On Tuesday, we covered a retraction in the Proceedings of the National Academy of Sciences (PNAS) involving zalutumumab, a compound once being developed for treatments of head and neck cancer. As we noted at the time, the authors decided to retract the paper because they no longer trusted the method they used. One of the authors didn’t sign the notice, and we’ve now heard from her about why.

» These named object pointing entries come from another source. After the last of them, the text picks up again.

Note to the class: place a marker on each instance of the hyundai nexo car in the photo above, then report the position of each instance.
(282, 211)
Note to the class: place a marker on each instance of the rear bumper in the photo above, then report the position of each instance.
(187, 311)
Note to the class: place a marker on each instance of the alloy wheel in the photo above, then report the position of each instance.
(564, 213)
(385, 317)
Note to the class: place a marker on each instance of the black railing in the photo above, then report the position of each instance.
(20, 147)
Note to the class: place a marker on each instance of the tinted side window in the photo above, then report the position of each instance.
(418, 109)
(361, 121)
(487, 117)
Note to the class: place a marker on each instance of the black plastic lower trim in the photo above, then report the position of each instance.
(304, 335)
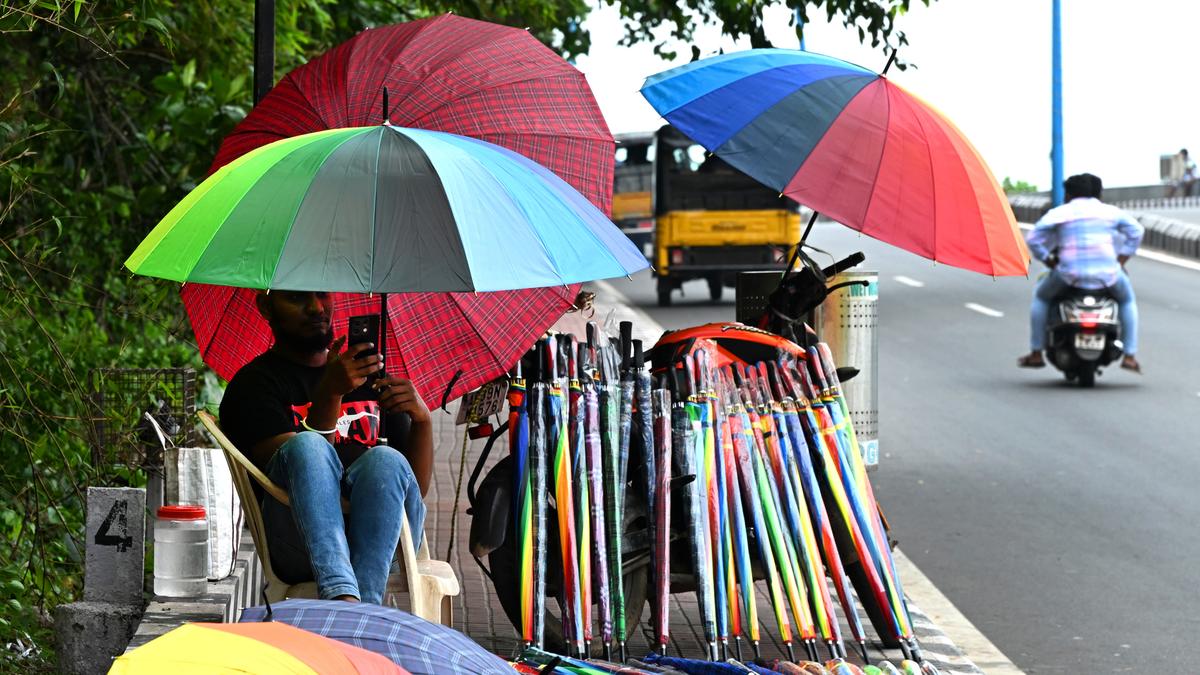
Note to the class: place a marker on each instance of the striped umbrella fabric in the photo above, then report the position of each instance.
(443, 73)
(851, 144)
(265, 649)
(417, 645)
(388, 209)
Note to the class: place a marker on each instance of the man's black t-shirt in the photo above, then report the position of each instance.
(271, 395)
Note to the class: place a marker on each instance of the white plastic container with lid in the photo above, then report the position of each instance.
(180, 550)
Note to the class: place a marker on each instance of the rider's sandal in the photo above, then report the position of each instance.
(1030, 360)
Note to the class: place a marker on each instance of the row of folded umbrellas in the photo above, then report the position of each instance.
(767, 465)
(466, 169)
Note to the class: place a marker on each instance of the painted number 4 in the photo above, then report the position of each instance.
(117, 521)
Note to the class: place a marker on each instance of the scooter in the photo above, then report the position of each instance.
(1084, 334)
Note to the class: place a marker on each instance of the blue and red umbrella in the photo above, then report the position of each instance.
(851, 144)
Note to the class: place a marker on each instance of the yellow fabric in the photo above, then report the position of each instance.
(192, 649)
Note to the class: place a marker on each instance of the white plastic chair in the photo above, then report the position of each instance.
(431, 584)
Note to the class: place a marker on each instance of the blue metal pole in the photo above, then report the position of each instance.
(1056, 106)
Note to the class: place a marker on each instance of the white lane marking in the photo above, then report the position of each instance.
(1157, 256)
(983, 310)
(973, 644)
(1169, 260)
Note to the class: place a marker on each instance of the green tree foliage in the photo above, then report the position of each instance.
(1018, 186)
(109, 113)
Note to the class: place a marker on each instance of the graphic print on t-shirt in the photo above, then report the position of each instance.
(358, 423)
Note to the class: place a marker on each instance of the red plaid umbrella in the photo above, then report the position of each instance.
(445, 73)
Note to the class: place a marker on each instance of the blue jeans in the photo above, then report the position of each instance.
(351, 554)
(1054, 286)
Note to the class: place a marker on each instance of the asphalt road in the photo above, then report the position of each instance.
(1061, 521)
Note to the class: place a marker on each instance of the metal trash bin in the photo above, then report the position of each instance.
(847, 321)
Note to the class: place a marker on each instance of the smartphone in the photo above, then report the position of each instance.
(364, 328)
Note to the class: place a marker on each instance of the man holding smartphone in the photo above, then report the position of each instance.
(309, 416)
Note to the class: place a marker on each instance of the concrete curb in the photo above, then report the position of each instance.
(222, 602)
(1163, 233)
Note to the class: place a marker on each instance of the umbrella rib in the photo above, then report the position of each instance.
(958, 156)
(883, 151)
(576, 76)
(375, 210)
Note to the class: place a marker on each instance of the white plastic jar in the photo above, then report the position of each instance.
(180, 550)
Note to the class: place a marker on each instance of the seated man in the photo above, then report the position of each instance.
(309, 417)
(1085, 243)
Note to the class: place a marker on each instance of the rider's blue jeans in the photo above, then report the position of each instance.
(351, 554)
(1054, 286)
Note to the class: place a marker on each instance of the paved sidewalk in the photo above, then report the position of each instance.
(478, 611)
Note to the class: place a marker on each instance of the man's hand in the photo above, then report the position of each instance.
(400, 395)
(346, 371)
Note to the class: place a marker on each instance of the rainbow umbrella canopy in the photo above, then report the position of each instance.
(250, 647)
(384, 209)
(849, 143)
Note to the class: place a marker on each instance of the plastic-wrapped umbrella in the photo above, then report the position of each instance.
(627, 388)
(693, 464)
(539, 454)
(660, 611)
(522, 493)
(564, 495)
(615, 494)
(748, 616)
(798, 517)
(696, 667)
(789, 571)
(643, 422)
(713, 496)
(577, 371)
(683, 437)
(811, 490)
(594, 452)
(743, 447)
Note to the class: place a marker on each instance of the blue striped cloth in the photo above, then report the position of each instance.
(412, 643)
(1089, 236)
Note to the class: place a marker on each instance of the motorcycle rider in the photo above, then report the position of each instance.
(1085, 243)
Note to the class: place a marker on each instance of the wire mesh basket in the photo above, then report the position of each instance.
(120, 434)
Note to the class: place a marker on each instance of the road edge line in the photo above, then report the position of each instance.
(969, 639)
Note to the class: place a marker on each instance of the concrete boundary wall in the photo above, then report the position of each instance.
(1163, 233)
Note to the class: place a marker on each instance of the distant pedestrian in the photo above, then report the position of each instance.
(1183, 187)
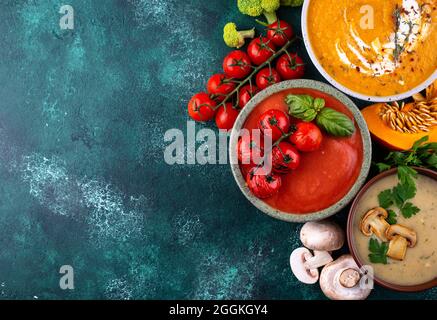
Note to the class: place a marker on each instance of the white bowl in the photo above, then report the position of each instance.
(341, 87)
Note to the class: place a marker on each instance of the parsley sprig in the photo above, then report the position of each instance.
(422, 154)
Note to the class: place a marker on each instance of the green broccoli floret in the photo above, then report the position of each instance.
(255, 8)
(234, 38)
(292, 3)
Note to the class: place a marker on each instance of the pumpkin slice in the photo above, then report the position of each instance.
(399, 126)
(392, 139)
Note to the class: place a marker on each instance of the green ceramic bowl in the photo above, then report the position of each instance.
(264, 207)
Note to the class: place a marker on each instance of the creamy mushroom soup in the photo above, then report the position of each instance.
(420, 263)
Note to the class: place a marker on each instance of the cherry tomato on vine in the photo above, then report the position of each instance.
(220, 86)
(279, 32)
(307, 137)
(285, 158)
(201, 107)
(262, 184)
(226, 116)
(260, 50)
(237, 65)
(267, 77)
(246, 93)
(275, 123)
(250, 150)
(290, 67)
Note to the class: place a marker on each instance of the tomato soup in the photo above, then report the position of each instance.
(325, 176)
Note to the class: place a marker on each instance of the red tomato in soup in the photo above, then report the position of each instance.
(279, 32)
(307, 137)
(220, 86)
(285, 158)
(226, 116)
(260, 50)
(274, 123)
(261, 184)
(201, 107)
(267, 77)
(290, 67)
(237, 65)
(246, 93)
(250, 150)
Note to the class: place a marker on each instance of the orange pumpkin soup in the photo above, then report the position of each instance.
(325, 176)
(375, 47)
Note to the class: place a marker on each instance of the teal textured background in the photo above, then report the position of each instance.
(82, 176)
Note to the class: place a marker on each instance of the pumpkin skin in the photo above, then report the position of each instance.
(392, 139)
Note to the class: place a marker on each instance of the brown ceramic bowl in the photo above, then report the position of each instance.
(350, 234)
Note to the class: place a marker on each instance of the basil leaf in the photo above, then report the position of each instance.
(301, 107)
(335, 123)
(319, 104)
(419, 143)
(383, 167)
(392, 217)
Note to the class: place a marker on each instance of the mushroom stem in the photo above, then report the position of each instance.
(397, 248)
(320, 259)
(349, 278)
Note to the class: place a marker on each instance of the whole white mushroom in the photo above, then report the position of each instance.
(323, 235)
(341, 280)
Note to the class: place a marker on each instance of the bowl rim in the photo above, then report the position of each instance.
(335, 83)
(365, 166)
(350, 231)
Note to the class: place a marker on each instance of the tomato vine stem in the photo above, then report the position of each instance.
(255, 71)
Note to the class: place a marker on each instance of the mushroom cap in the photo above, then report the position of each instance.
(297, 263)
(330, 280)
(373, 222)
(407, 233)
(323, 235)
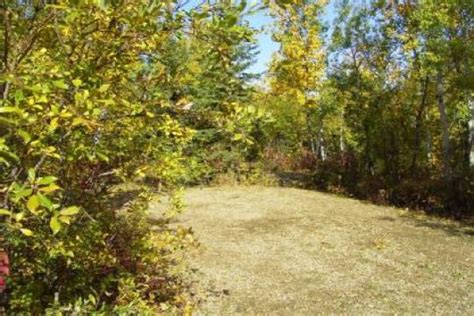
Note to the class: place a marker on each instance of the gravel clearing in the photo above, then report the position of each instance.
(284, 251)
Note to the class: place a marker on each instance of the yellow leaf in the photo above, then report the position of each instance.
(33, 203)
(26, 232)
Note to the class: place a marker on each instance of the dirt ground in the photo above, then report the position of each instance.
(282, 251)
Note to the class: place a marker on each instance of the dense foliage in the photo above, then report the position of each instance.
(92, 95)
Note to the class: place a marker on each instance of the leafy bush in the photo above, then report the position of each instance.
(81, 111)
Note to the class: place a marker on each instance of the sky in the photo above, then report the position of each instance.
(266, 46)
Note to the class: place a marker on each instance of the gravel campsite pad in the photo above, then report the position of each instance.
(290, 251)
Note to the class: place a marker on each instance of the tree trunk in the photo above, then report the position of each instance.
(471, 133)
(418, 126)
(446, 144)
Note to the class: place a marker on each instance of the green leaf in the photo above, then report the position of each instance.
(50, 188)
(44, 201)
(5, 212)
(55, 225)
(46, 180)
(10, 109)
(103, 88)
(22, 193)
(24, 135)
(31, 175)
(26, 232)
(77, 83)
(60, 84)
(72, 210)
(33, 203)
(237, 137)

First, a comment from lead author Paul W.H.I Parren, who tells Retraction Watch:

As explained in the retraction notice, concerns with respect to the technical validity of Sidec Protein Tomography (PT) came to our attention following our publication in PNAS.  We discussed the potential issues with several experts in the field. To settle the issue, we decided to perform a study to validate the Sidec PT approach. We chose a staggered approach in which we would first perform a double-blinded experiment using PT on vitrified soluble (unlabeled) proteins, which represented the technique best documented in the scientific literature. This would be followed by a validation experiment using fixated immunolabeled samples (as used in our study in PNAS), which was considered a less-established method. However, the first validation study unexpectedly failed with none of the samples identified correctly. Because no apparent mistakes had been made, we performed a second experiment using different sample composition. Again the validation failed. When these data became available, Sidec AB’s board decided to end Sidec operations. Thus, we were unable to perform the intended second part of our study. This however left us with a problem as the experiments performed still did not tell us whether Sidec PT analyses of fixated and immunolabeled protein (as used in the PNAS paper) were also unreliable. To still address this point, we decided to have our original data reanalyzed by an independent expert. Using a weighted backprojection reconstruction method with IMOD rather than COMET, he concluded our previous analysis to be unreliable.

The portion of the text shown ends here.